Lloyd Biggle, Jr.

One of the first science fiction novels I ever read was The Still, Small Voice of Trumpets by Lloyd Biggle, Jr.. It was loaned to me by my mother's boss, the person who insisted I become a reader of science fiction (because, he said, it was what intelligent people read). I thought Biggle's novel was fascinating -- an adventure story about culture, music, and aesthetics, written by a man with a Ph.D. in musicology. The book was out of print at the time (and had been for years), and searching for it led me to discover the (now sadly departed) Avenue Victor Hugo Bookshop in Boston, where I bought the first of a few copies I was to own. It became a book I loaned out a few times, but one that was never returned.

(It also led to a title I've always wanted to use somehow -- when writing a note to someone once, my mother, quickly recommending a book, typed the title as The Still Small Vice of Strumpets.)

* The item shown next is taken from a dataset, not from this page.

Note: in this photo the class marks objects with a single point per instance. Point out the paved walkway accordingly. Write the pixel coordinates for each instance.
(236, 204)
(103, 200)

Not having read The Still, Small Voice of Trumpets in many years, I decided to look for a used copy and discovered that Wildside Press has reprinted a bunch of Biggle over the past five years. Suddenly I remembered other old favorites: Silence is Deadly, Monument, The World Menders, as well as a few I hadn't encountered before.

Wildside has also reprinted two of Biggle's short story collections, The Rule of the Door and A Galaxy of Strangers, though not The Metallic Muse, which contains Biggle's most famous short story, "The Tunesmith", a satire positing a world where the television commercial is the only remaining form of art (Orson Scott Card, a tireless proponent of the story, has included it in his recent Masterpieces anthology).

Biggle died in 2002, and what I didn't know until today is that he founded The Science Fiction Oral History Association, which is currently offering -- until the end of the month -- "a CD copy of a selection from the SFOHA archives prepared by Lloyd BIggle, Jr." for the cost of a $5 membership. It sounds like the association needs funds to begin transferring their reel-to-reel recordings to less fragile media, and their archives could be a tremendous resource, so if you're looking for a worthy project to support, this may be it.

In an appreciation for Locus after Biggle's death, Michael A. Banks wrote:
I recall many conversations with Lloyd Biggle, more often than not about words and writing. He would talk about how ideas could be held and shaped and turned around into something wonderful. He showed me how he sometimes created stories simply by looking at a situation from a new, and different angle -- or perhaps just backwards.
I can't necessarily recommend Biggle, not having read his books since I was an adolescent, but I'm going to read some of them again, because what I remember intrigues me: a writer who conveyed a passion for the arts through pulpy sci-fi adventure plots. There are moments when I think that's the recipe for sheer bliss.